He hadn’t meant to be sarcastic.
The Direction fleet hit atmosphere long before Carlos’s lander made orbit. Carlos’s own fleet followed ninety-seven seconds later. Mentally, Carlos was right with them.
The ten aerospace carriers went in first, along a thousand-kilometre arc. The five aerospace fighters on each carrier launched one by one as the carriers decelerated towards the ground, leaving echelons at different altitudes.
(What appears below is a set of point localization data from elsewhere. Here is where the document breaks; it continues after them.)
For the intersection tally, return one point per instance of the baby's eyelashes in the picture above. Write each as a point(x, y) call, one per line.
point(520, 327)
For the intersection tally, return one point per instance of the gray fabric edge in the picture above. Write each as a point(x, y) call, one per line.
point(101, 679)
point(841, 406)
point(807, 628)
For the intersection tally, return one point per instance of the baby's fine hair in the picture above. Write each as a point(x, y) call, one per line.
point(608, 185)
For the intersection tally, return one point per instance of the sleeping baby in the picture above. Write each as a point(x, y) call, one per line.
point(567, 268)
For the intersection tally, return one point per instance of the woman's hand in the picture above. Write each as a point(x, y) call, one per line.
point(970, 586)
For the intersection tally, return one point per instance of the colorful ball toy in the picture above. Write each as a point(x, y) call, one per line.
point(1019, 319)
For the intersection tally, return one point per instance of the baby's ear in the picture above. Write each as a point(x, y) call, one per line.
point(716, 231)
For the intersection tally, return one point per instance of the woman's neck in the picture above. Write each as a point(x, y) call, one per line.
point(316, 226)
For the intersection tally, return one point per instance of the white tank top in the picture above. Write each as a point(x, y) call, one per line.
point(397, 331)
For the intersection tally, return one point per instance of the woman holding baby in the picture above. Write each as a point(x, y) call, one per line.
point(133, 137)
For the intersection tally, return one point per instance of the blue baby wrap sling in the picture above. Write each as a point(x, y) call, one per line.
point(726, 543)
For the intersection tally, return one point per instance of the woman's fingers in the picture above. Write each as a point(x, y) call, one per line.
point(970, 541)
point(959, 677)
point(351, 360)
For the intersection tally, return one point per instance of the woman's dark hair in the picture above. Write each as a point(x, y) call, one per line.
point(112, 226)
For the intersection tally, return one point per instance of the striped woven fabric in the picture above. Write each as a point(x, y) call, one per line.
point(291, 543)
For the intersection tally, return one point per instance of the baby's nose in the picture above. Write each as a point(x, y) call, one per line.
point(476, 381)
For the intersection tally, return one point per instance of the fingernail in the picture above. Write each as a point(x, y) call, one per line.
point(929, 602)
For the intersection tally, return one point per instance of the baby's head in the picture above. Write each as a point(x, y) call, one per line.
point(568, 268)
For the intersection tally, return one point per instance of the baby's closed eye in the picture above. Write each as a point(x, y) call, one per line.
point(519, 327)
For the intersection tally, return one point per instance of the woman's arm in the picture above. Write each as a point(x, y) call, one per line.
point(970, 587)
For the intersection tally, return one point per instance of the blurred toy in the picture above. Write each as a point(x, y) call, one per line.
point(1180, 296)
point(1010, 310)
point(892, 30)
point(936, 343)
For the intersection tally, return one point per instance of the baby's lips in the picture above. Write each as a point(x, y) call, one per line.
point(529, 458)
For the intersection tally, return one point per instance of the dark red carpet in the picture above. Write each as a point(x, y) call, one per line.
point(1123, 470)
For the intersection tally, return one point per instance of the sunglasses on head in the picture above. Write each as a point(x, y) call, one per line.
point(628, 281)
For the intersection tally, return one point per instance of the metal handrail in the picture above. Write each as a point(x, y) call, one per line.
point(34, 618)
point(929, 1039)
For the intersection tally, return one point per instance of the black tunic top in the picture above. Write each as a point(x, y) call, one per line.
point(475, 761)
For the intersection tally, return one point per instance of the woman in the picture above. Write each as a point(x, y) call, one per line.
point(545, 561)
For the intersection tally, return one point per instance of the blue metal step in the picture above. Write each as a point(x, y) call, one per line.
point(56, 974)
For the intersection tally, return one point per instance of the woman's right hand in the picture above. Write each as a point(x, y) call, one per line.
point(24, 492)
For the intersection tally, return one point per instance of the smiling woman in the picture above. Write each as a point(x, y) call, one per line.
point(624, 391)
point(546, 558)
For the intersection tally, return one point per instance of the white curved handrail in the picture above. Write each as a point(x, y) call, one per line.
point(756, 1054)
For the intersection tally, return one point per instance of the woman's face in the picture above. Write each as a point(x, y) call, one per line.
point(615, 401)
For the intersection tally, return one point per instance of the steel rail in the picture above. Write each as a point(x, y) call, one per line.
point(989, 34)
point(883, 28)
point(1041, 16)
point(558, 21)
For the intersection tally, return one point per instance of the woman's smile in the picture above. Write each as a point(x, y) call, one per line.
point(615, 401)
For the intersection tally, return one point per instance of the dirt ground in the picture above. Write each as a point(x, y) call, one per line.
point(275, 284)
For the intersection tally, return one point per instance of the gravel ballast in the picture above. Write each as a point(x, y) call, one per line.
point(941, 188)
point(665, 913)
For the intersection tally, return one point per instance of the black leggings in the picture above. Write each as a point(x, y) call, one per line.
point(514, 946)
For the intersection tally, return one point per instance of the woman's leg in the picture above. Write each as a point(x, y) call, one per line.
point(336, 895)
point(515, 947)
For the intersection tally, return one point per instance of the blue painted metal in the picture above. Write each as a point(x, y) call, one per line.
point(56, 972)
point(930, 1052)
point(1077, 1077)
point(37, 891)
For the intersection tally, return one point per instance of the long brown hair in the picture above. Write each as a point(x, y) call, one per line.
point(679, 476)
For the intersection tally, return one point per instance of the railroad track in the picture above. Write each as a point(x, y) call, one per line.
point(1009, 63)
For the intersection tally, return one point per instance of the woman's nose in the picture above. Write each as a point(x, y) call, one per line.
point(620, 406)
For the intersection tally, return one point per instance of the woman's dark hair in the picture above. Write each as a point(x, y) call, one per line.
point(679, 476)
As soon as the first aerospace fighter linked comms with the lander, Carlos saw that the Direction fleet had followed a similar but smarter strategy.
High in the stratosphere, thirty aerospace fighters had already launched from each of the first two of the Direction’s enormous carriers. They wheeled like a vortex, and about half of them dived. The unladed carriers themselves were now screaming out of the atmosphere to low SH-0 orbit.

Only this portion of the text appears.